Zayyad mendengar dengan seksama lantunan hasbi rabbi yang keluar dari speaker ponselnya. Begitu lembut dan melenakan. Matanya menatap lurus gitar yang tersandar di tembok. Tanpa sadar, matanya terpejam begitu saja.

Hasbi robbi Jalalloh...
Ma Fi Qolbi Ghoirulloh...
Nur Muhammad...
Sholalloh...
La Ila Ha Ilalloh...

"Halo? Yad? Halo?"

Suara dengkuran halus terdengar di kamar hening itu. Rupanya suara Khanza ternyata mampu membius dan melenakan Zayyad hingga laki-laki itu terlelap dengan tenang.

Khanza menatap ponselnya bingung. Nomor Zayyad masih terhubung, namun tak ada suara-suara yang muncul dari seberang.

"Tutup saja deh. Mungkin dia sudah tidur."
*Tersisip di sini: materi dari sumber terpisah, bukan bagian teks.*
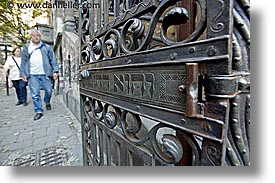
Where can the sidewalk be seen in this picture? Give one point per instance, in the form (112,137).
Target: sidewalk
(54,140)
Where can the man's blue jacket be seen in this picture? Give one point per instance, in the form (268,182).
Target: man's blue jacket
(49,61)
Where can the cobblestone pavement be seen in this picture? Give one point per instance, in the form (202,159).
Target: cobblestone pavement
(54,140)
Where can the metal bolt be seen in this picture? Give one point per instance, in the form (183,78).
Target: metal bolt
(206,127)
(173,56)
(212,51)
(183,121)
(181,88)
(192,50)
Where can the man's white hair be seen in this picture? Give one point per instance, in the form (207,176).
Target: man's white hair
(35,31)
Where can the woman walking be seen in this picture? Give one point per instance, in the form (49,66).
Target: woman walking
(13,65)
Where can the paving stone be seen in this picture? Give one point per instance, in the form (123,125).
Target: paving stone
(21,137)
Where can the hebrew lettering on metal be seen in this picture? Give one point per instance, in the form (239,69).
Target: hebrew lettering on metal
(151,96)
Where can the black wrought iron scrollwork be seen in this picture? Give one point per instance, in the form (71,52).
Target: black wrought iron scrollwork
(86,56)
(111,43)
(215,25)
(180,16)
(97,109)
(111,118)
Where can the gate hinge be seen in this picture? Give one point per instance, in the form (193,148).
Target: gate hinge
(226,86)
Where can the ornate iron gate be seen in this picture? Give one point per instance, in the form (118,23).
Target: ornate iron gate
(165,82)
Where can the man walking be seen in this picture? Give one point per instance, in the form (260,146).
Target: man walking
(38,67)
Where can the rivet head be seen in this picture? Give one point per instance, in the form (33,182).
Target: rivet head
(206,127)
(192,50)
(173,56)
(212,51)
(183,121)
(181,88)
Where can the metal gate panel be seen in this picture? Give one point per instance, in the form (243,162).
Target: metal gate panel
(150,97)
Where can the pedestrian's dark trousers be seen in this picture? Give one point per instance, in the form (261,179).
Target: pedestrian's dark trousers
(21,90)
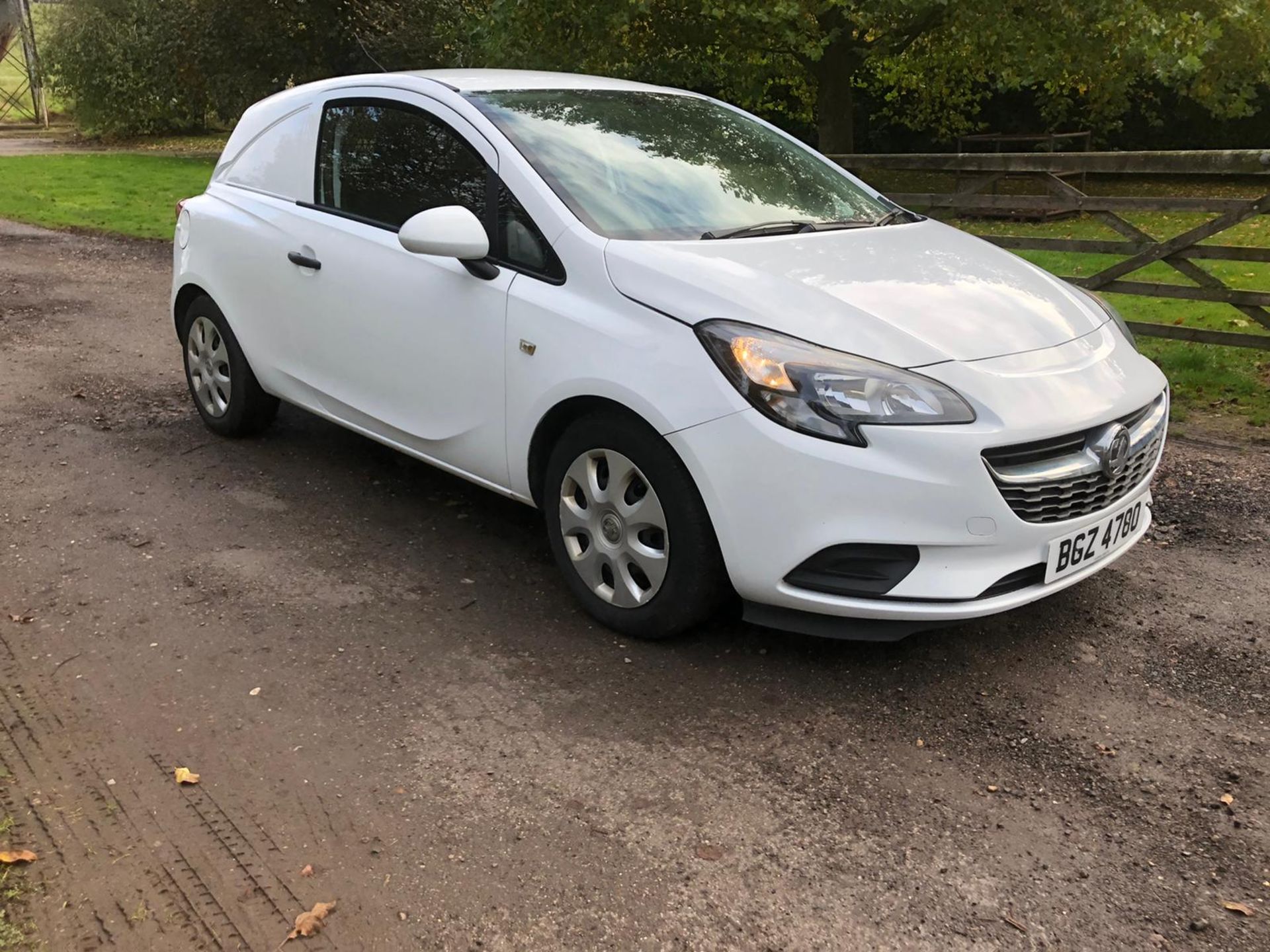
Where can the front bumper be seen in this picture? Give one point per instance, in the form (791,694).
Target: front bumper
(778,496)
"Assalamu'alaikum, Yad. Selamat tidur."

Khanza menyimpan ponselnya di samping bantal. Menarik selimutnya hingga mencapai atas dada. Matanya menatap langit-langit kamar sembari termenung. Diingatnya kembali awal mula ia berkenalan dengan Zayyad. Khanza merasa heran dengan dirinya sendiri, mengingat ada beberapa batasan yang sering ditubruknya. Menyingkap sedikit demi sedikit keinginan yang lama tertidur. Apakah akan berjalan mulus ataukah dipenuhi semak belukar? Khanza memejamkan mata seraya berdo'a dalam hati. Merapal beberapa angan yang mengharap segera titik temu, hingga akhirnya terlena beriring dengan timbulnya sekelebat memori yang menjelma menjadi teman lelap.